日田川開き観光祭、河川敷駐車場を有料事前予約制に 交通渋滞解消を目指す
盆地にこだまする大花火で知られる「日田川開き観光祭」について、大分県日田市などで構成される日田まつり振興会は、河川敷駐車場の利用を今年から有料の事前予約制に変更すると発表しました。この変更は、会場周辺で発生する深刻な交通渋滞を解消することを主な目的としており、収益は花火の打ち上げ費用や会場の運営費などに充てられる予定です。
初夏を告げる一大イベント、昨年は約13万人が来場
川開き観光祭は、「水郷日田」に初夏の訪れを告げる一大イベントとして広く親しまれています。

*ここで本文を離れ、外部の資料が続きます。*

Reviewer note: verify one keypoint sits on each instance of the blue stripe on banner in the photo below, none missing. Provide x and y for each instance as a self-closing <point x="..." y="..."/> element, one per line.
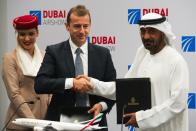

三隈川をメイン会場として、2日間にわたって計約1万発の大花火大会やマーチングパレードなどが開催され、昨年は合計で約13万人の来場者を記録しました。しかし、その人気の高さゆえに、周辺道路では慢性的な渋滞が発生し、近隣住民からは改善を求める声が強まっていました。
駐車場の無料先着順から有料予約制へ 効果に期待
河川敷駐車場はこれまで、無料の先着順で利用可能でしたが、この方式が駐車場を探す「うろつき運転」を引き起こし、渋滞の一因となっていました。有料の事前予約制を導入することで、駐車場の利用が計画化され、交通の流れが改善されることが期待されています。振興会は、この措置により、来場者の利便性向上と地域住民への負担軽減を両立させたい考えです。
駐車場運営をアキッパに委託 予約は先着順で開始
駐車場の運営および予約受付は、駐車場シェアリングサービス大手の「アキッパ」(大阪市)に委託されます。収容台数は約500台で、予約は先着順で行われます。具体的な予約期間は以下の通りです:
- 市民向け(1日1000円):今月10日から20日まで
- 一般向け(1日2000円):同21日から
また、2日間通して駐車が可能なキャンピングカー専用スペースも用意され、市民は7000円、一般は8000円で利用できます。予約は特設サイトを通じてオンラインで行われ、事前決済が必須となります。
詳細な問い合わせ先と今後の展望
今回の変更に関する問い合わせは、振興会事務局である日田市観光課(電話:0973-22-8210)までお願いします。観光祭は今年、5月23日と24日に開催される予定で、新たな駐車場制度がスムーズな運営に貢献することが期待されています。振興会は、この取り組みを通じて、より安全で快適な祭りの実現を目指しています。